Author: Herman Melville
Published: October, 1851
What is there to say about Moby Dick that hasn’t already been said? The truthful answer is not much. Just google Moby Dick and you’ll find more reviews and dissertations than you can wade through. As such, I’ll leave the analysis to better minds and writers. I will however, briefly describe my experience reading the novel, as an excuse to let you know that I read the book in full, and should be admired and celebrated for it.

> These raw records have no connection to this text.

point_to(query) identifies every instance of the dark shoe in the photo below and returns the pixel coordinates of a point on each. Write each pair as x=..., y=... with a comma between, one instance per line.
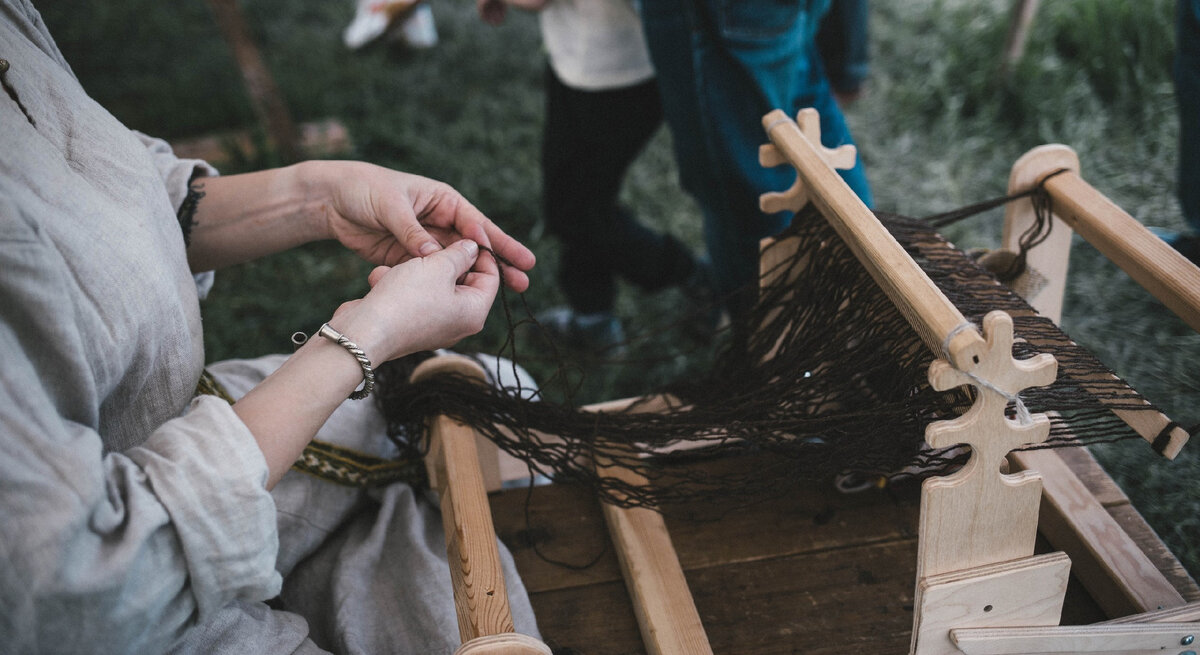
x=700, y=289
x=1188, y=245
x=600, y=334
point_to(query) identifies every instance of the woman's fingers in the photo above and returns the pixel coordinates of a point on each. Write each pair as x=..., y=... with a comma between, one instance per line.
x=377, y=274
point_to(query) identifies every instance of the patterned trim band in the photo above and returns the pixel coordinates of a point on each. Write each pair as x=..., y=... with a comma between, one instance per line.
x=339, y=464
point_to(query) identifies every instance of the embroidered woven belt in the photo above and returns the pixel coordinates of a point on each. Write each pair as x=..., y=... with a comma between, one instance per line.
x=334, y=463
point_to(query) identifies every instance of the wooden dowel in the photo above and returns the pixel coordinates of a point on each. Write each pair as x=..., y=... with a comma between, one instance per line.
x=1153, y=264
x=1113, y=568
x=480, y=595
x=666, y=612
x=931, y=314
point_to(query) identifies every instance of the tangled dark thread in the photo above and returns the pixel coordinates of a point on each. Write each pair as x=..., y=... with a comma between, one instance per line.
x=827, y=378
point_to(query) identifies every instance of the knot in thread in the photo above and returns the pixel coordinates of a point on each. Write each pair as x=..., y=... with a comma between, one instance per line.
x=1023, y=413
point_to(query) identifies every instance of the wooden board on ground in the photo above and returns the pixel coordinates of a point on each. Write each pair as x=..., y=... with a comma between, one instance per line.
x=811, y=571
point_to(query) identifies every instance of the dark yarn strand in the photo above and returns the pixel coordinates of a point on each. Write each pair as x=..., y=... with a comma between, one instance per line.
x=828, y=379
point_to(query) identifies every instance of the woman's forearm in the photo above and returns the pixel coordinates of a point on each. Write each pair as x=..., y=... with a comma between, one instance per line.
x=286, y=409
x=241, y=217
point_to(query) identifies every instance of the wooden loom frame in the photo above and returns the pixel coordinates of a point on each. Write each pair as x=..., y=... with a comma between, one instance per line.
x=979, y=587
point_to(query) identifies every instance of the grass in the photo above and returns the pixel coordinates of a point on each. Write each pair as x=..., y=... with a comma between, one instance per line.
x=937, y=130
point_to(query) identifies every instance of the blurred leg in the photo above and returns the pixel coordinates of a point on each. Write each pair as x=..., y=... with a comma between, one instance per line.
x=723, y=66
x=592, y=138
x=1187, y=90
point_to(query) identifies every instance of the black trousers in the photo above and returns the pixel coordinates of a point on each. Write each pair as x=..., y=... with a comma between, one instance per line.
x=589, y=140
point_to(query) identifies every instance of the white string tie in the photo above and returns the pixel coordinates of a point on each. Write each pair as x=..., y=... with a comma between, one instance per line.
x=1023, y=413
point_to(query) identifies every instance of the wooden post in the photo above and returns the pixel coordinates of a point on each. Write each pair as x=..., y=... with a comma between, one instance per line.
x=1078, y=206
x=481, y=599
x=927, y=308
x=1018, y=34
x=264, y=95
x=666, y=612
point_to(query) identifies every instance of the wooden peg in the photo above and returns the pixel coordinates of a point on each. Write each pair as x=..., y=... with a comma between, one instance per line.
x=978, y=515
x=797, y=196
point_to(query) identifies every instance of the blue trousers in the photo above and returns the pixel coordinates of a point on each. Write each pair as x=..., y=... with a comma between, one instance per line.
x=1187, y=92
x=721, y=65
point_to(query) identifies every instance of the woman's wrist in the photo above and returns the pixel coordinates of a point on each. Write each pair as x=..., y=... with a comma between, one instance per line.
x=317, y=182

The 1851 epic, written by Herman Melville remains a towering achievement. The story is informed by Melville’s own experiences on whaling boats, and by the true life experience of the Essex, a Nantucket whale ship that sunk far off the coast of South America after a Sperm Whale had rammed her in a fit of rage. The book was a flop during Melville’s life, selling a mere 3,200 copies and quickly falling out of print. In the 1920’s, word of mouth among literary critics and writers breathed renewed life into its pages, and Moby Dick slowly gained the exalted status it had been denied for almost a century.
Moby Dick is many things, but a straight-forward novel is not one of them. It’s also part historical document, scientific treatise, philosophical essay and for the reader, a trial in perseverance.
By the end of Moby Dick you’ll have a deep and visceral understanding of the whaling life. You’ll know exactly what it took to kill and harvest oil from these massive beasts, using nothing more than row boats, lances and harpoons. The chapters pertaining to both the hunt and harvest of these doomed creatures are the most fun to read, not only for the thrill of the chase but for the aftermath of the kill. The toil and drama involved in such a massive butchering is morbidly fascinating. Rotating and peeling the blubber off of a dead whale, hoisted and harnessed to a ship’s side, is something unfathomable today for most us. This primordial and bloody business is all at once repulsive and captivating, brutal and delicate. Fighting off the schools of ravenous sharks and bothersome birds, burrowing deep into the whale’s bowels to extract the waxy and luxuriant ambergris, and stuffing barrel after barrel with blubber and oil are indeed grim tasks from a bygone era - but also the manliest and most rugged work I’ve ever read in print. One of the great pleasures of Moby Dick is reveling in the undeniable testosterone pouring off the page. Sailing, hunting and competition. Capture, slaughter, and celebration. It’s all here. Take the feeling you get when hooking a trout, and multiply by a million.
But that’s not to say Moby Dick is an unabashed whip cracking good time. Your trusty narrator Ishmael is a whale aficionado - and countless chapters dive deep into the anatomy, physiology and history of whales - sperm whales in particular. During these plodding examinations Melville’s prose occasionally sparkles (his almost stream-of-consciousness take on “The Whiteness of the Whale” meanders into a rich dream-like surrealism), but more often than not these detours are heavy, lumbering affairs that made me yearn to get back to the narrative. The obscure and countless whaling terms that litter the pages can also leave you scratching your head. Perhaps a more disciplined reader will delight in looking up the definitions, but I indifferently plowed ahead - Ahab’s white whale was a white whale, my white whale was becoming a book about a white whale.
No spoilers here. But I can say the last few chapters of Moby Dick are a blast - thrilling, haunting and more than satisfying. Moby Dick is a challenging, arduous endeavor, and not for the feint of heart. But like any formidable task, it becomes all the more fulfilling because of its epic and dogged ambition. Just when you think you’ll have to put it down after a particularly taxing chapter, you’ll stumble upon some of the most beautiful prose in the english language, and close your eyes in wonder, savoring the picture in your mind. Take for instance, the simple and tranquil way Melville gives voice to all of our fears of the ocean:
Consider the subtleness of the sea; how its most dreaded creatures glide under water, unapparent for the most part, and treacherously hidden beneath the loveliest tints of azure.
The story of Ahab’s obsessive and all consuming pursuit of the whale that took his leg has permeated throughout the world’s culture, and has become engrained in our collective imagination. One wishes Melville were alive to see his masterpiece gain the respect and relevance it deserves, but I imagine Melville wrote Moby Dick not for notoriety, but because he had to. When an epic idea like Moby Dick takes charge of your soul, there’s little one can do but pursue it to the last. Just ask Ahab.